Bias	−1.034	−4.587	−0.495	−1.034	−0.168	1.423
Total SD	1.456	7.892	6.788	6.040	5.563	4.774
Upper LOA	1.820	10.882	12.809	10.806	10.736	10.779
Lower LOA	−3.887	−20.055	−13.800	−12.873	−11.073	−7.933
Consistent points	196	192	196	196	197	197
Deviant points	12	16	12	12	11	11

DBP: diastolic blood pressure; HR: heart rate; LOA: limits of agreement; PR: pulse rate; RR: respiratory rate; SD: standard deviation; SBP: systolic blood pressure.

This method of analysis assesses the consistency of data obtained from the same patient when vital signs are measured with two devices simultaneously, and the Bland-Altman analysis is an effective means of assessing the consistency of measurements from a new device with those from an existing device, which aids in the assessment of bias and LOA.

Bland-Altman plot

After monitoring data from 16 volunteers using the mWear device and the bedside monitoring device (BeneVision N15) simultaneously for vital signs, these 16 volunteers could produce a total of six types of data, where each type of data for each individual contained 13 sets of data, with a total of 208 pairs of data points for each type of data, and analysing each of the difference of those 208 pairs of data points can obtain six Bland-Altman plots.

Result of SpO₂

In this study, a total of 16 volunteers participated, generating 208 sets of blood oxygen saturation measurements.

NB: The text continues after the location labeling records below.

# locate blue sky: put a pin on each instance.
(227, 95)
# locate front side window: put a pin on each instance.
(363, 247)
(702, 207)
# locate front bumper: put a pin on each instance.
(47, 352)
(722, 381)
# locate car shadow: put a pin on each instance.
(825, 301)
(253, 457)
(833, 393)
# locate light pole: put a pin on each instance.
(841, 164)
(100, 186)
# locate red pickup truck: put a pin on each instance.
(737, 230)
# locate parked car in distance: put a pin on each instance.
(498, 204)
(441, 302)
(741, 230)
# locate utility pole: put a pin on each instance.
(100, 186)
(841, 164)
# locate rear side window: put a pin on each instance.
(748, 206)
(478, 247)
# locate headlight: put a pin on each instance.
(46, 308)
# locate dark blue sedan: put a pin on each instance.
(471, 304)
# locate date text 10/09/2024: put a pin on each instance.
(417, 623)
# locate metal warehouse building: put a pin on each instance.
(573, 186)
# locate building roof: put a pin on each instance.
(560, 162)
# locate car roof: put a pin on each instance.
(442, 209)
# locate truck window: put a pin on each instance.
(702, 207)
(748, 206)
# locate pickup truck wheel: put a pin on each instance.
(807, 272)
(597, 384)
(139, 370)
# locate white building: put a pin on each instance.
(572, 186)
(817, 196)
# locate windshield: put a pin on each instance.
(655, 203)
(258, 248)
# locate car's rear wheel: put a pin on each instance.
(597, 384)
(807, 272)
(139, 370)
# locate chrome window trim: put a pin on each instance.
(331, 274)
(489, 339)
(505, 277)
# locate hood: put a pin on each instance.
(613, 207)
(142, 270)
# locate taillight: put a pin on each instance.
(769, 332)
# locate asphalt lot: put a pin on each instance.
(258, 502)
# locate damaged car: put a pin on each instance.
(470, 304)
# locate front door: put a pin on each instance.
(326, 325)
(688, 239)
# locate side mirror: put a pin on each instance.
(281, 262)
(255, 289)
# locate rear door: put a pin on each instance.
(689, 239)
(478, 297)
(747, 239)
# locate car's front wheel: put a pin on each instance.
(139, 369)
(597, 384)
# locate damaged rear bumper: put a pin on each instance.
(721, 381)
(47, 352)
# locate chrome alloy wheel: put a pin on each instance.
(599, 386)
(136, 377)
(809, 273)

The results after Bland-Altman plot analysis are shown in Figure 3, which shows that 94.2% of the data points fell within the 95% LOA.

Figure 3.

Bland-Altman plot of SpO₂.

Specifically, this means that the vast majority of the differences between the measurements and the reference values are within an acceptable margin of error, indicating the agreement and accuracy of the EP30 device during SpO₂ measurements. However, there were 12 data points where the difference was outside the 95% LOA, which may indicate an anomaly in individual measurements or potential systematic error. Across all SpO₂ measurements, the SD of measurement differences was 1.456, with a mean difference of −1.034 indicating an overall slightly lower measurement value compared to the reference value.

In the Bland-Altman plot, the upper LOA interval is 1.820, while the lower LOA interval is −3.887, and the difference falling in this interval indicates that these data correspond to the accuracy and consistency of the SpO₂ data measured by the EP30 device compared to the BeneVision N15.

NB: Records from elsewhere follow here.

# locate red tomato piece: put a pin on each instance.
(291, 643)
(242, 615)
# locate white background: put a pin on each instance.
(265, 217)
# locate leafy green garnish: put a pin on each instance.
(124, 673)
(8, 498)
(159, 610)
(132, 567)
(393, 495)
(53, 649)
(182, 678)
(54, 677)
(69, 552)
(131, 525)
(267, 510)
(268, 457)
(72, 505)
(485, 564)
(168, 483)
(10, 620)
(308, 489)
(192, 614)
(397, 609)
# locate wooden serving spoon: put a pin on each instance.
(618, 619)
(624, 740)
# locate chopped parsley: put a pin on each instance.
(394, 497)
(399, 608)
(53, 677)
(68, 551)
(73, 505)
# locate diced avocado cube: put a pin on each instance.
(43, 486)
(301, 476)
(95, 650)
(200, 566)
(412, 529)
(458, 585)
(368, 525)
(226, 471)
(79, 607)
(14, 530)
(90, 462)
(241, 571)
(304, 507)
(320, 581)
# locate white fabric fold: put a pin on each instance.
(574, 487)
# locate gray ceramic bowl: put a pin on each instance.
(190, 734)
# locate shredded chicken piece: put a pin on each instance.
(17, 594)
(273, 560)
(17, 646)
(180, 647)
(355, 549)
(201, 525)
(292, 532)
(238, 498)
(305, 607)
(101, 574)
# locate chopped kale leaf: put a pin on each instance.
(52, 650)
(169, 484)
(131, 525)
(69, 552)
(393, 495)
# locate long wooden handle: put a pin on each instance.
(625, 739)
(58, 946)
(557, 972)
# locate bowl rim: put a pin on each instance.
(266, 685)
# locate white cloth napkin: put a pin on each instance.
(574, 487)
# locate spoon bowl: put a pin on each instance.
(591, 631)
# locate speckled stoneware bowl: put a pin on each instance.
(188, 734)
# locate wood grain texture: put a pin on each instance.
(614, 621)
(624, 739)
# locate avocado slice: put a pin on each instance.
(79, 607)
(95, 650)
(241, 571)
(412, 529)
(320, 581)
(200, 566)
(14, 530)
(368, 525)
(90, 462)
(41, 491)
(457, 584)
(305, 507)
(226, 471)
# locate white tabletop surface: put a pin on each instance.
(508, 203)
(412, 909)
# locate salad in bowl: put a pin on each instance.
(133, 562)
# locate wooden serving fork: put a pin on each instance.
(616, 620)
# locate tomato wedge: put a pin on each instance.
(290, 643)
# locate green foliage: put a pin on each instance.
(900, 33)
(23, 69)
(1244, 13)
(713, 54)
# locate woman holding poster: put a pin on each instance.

Result of systolic blood pressure

Blood pressure measurements were subdivided into SBP and DBP components for independent statistical analyses. For the 208 groups of SBP measurement data, the results after analysis by the Bland-Altman method are shown in Figure 4. And 92.3% of the SBP difference data fell within the 95% LOA, and this percentage reflects a high degree of agreement between the two measurement methods.

Figure 4.

Bland-Altman plot of systolic blood pressure.

However, there were also 16 data points where the difference exceeded the upper and lower bounds of the calculated LOA, which may be indicative of individual measurement anomalies or potential systematic errors. Specifically, the SD of the difference in SBP data measured by the two devices was 7.892, with a mean difference of −4.587, which suggests that the SBP results obtained by the BP20 device were measured to be on the low side of the acceptable range.

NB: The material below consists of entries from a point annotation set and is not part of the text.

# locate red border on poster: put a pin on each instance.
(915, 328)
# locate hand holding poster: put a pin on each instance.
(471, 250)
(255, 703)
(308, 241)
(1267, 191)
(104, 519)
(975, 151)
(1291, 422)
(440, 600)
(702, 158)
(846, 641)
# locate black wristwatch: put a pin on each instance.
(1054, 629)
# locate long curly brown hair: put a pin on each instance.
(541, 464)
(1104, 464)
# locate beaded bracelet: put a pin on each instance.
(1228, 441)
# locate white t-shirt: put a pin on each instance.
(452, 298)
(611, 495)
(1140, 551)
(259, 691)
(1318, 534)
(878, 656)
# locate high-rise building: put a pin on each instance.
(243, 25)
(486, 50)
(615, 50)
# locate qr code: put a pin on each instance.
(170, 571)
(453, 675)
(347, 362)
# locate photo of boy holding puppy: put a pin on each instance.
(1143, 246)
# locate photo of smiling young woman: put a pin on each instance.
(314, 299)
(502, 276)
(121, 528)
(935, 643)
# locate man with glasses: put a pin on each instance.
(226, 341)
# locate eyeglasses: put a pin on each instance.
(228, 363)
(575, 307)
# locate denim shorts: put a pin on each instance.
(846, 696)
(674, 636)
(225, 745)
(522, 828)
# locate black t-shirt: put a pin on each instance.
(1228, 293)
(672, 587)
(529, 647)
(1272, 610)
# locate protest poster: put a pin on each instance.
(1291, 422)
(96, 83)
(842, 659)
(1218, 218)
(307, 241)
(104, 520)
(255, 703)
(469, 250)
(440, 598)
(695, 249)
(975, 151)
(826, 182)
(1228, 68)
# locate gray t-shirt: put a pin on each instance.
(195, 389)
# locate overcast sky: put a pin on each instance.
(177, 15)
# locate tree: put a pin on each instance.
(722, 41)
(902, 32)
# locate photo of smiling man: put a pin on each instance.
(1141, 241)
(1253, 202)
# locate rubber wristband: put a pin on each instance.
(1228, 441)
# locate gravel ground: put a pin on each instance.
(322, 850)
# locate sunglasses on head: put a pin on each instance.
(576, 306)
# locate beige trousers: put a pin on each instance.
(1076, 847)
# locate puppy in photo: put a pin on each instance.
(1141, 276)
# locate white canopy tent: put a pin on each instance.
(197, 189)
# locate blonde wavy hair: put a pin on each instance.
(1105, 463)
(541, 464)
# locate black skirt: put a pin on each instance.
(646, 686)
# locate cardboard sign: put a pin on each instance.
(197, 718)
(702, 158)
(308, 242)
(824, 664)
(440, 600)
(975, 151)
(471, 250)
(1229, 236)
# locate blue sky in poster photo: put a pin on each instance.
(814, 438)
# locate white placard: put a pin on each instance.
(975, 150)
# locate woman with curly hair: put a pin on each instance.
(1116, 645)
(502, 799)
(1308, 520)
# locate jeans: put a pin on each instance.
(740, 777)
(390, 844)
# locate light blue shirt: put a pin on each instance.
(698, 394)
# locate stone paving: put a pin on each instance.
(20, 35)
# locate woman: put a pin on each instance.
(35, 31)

The upper LOA interval determined by Bland-Altman analysis is 10.882, and the lower LOA interval is −20.055. Over 90% of the data points fall within this interval, demonstrating that in systolic pressure measurements, the systolic pressure data measured by BP20 is consistent with the reference value data measured by BeneVision N15.

Result of diastolic blood pressure

In Figure 5, after separating the SBP and DBP data for independent statistical analysis, the DBP measurements were statistically analysed to assess agreement between the two different measurement devices.

Figure 5.

Bland-Altman plot of diastolic blood pressure.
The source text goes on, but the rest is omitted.